Construction of a line making equal intercepts on $AC,AB$ on opposite sides of $BC$.

Question

In triangle $ABC$, $D$ is an arbitary point on side $BC$. I need to construct a line that pass through $D$ such that $CF=EB$. (point $F$ lies on the extension of of side $AC$)

By Menelaus's theorem

$$x=\frac{bc-da} {d} $$

we can construct the line from this information.

But my question is how can I construct the line without calculating segment $x$.

I think there is an easier way. Any ideas?

Answer 1

The Menelaus' relation can be rearranged as $$\frac{a+x}{b}=\frac{c}{d}$$

So the problem reduces to dividing $a+x+b$ in the ratio $c:d$. That is we have to divide two intersecting line segments in same ratio.

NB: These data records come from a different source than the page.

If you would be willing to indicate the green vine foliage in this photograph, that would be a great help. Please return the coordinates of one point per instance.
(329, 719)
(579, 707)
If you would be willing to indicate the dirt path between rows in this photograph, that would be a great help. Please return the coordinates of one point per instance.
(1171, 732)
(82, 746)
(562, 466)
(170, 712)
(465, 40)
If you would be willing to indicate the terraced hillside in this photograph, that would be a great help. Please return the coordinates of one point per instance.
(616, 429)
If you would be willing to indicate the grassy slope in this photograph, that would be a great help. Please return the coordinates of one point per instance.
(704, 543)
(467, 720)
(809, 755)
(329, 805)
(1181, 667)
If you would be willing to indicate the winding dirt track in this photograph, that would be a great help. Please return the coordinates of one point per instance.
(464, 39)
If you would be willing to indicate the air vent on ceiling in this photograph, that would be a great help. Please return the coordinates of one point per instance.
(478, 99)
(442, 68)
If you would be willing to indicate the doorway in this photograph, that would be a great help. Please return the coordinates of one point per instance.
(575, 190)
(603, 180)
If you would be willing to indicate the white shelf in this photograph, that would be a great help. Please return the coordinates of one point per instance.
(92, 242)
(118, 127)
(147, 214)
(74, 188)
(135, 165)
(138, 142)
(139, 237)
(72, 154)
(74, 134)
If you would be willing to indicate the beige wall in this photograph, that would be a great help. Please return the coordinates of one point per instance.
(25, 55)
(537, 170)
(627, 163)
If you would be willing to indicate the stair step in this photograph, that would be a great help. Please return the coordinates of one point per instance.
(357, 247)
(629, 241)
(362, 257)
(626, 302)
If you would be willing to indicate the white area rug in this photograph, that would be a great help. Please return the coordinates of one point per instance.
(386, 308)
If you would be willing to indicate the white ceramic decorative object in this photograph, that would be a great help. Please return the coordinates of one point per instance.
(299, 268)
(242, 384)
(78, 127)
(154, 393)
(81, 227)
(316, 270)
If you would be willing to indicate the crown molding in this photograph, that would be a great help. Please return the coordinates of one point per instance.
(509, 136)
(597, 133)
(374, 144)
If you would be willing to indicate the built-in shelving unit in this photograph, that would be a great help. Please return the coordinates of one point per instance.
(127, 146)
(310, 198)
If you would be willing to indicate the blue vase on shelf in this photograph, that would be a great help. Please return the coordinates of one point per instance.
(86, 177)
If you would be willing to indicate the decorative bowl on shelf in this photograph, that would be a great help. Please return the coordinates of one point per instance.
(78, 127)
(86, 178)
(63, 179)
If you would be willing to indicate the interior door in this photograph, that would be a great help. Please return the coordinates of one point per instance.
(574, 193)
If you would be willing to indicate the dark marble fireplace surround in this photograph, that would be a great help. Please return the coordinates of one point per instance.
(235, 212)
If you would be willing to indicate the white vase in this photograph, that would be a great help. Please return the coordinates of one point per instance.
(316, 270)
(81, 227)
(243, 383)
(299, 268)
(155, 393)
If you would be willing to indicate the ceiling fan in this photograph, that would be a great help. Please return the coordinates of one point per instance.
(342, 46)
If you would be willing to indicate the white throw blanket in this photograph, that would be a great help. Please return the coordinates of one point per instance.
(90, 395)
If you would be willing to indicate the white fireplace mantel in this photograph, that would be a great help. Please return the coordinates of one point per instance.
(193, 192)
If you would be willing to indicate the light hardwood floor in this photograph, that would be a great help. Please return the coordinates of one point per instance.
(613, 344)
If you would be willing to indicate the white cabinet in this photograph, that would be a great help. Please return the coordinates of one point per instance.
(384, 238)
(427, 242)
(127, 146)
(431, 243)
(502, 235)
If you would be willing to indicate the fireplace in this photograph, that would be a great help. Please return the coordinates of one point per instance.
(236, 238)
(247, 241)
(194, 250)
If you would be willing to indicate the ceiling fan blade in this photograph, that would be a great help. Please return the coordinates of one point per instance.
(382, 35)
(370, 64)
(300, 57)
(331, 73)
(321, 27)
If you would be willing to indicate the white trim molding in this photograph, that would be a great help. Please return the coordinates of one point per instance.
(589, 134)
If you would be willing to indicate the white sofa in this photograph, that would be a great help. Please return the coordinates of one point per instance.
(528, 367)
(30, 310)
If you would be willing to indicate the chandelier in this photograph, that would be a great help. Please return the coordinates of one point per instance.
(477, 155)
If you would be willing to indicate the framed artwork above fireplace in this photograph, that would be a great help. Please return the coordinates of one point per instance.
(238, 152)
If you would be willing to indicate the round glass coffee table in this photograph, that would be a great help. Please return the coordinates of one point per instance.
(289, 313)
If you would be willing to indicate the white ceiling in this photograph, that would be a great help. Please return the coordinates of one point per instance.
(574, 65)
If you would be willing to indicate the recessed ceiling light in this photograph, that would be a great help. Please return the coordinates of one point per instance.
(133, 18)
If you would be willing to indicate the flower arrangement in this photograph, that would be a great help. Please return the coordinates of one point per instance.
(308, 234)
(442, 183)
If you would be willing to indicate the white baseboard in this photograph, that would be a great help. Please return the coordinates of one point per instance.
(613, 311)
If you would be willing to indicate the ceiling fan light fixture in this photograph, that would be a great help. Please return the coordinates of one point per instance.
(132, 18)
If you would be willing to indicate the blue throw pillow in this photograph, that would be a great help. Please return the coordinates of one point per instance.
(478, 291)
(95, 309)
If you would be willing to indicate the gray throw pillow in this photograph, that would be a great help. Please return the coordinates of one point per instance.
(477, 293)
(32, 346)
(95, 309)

The following construction procedure naturally follows :

• Locate $G$ on $AC$ beyond $C$ such that $CG=AB$
• Draw a line through $G$ parallel to $CB$ and find $H$ so that $GH=CB$ (or complete the parallelogram $GCBH$).
• Also $D$ is known. Draw a line through $D$ parallel to $AG$. This meets $GH$ in $I$.
• Finally join $AH$ and draw a line through $I$ parallel to $AH$.
• This line meets $AG$ in $F$. Extend $DF$ to meet $AB$ in $E$.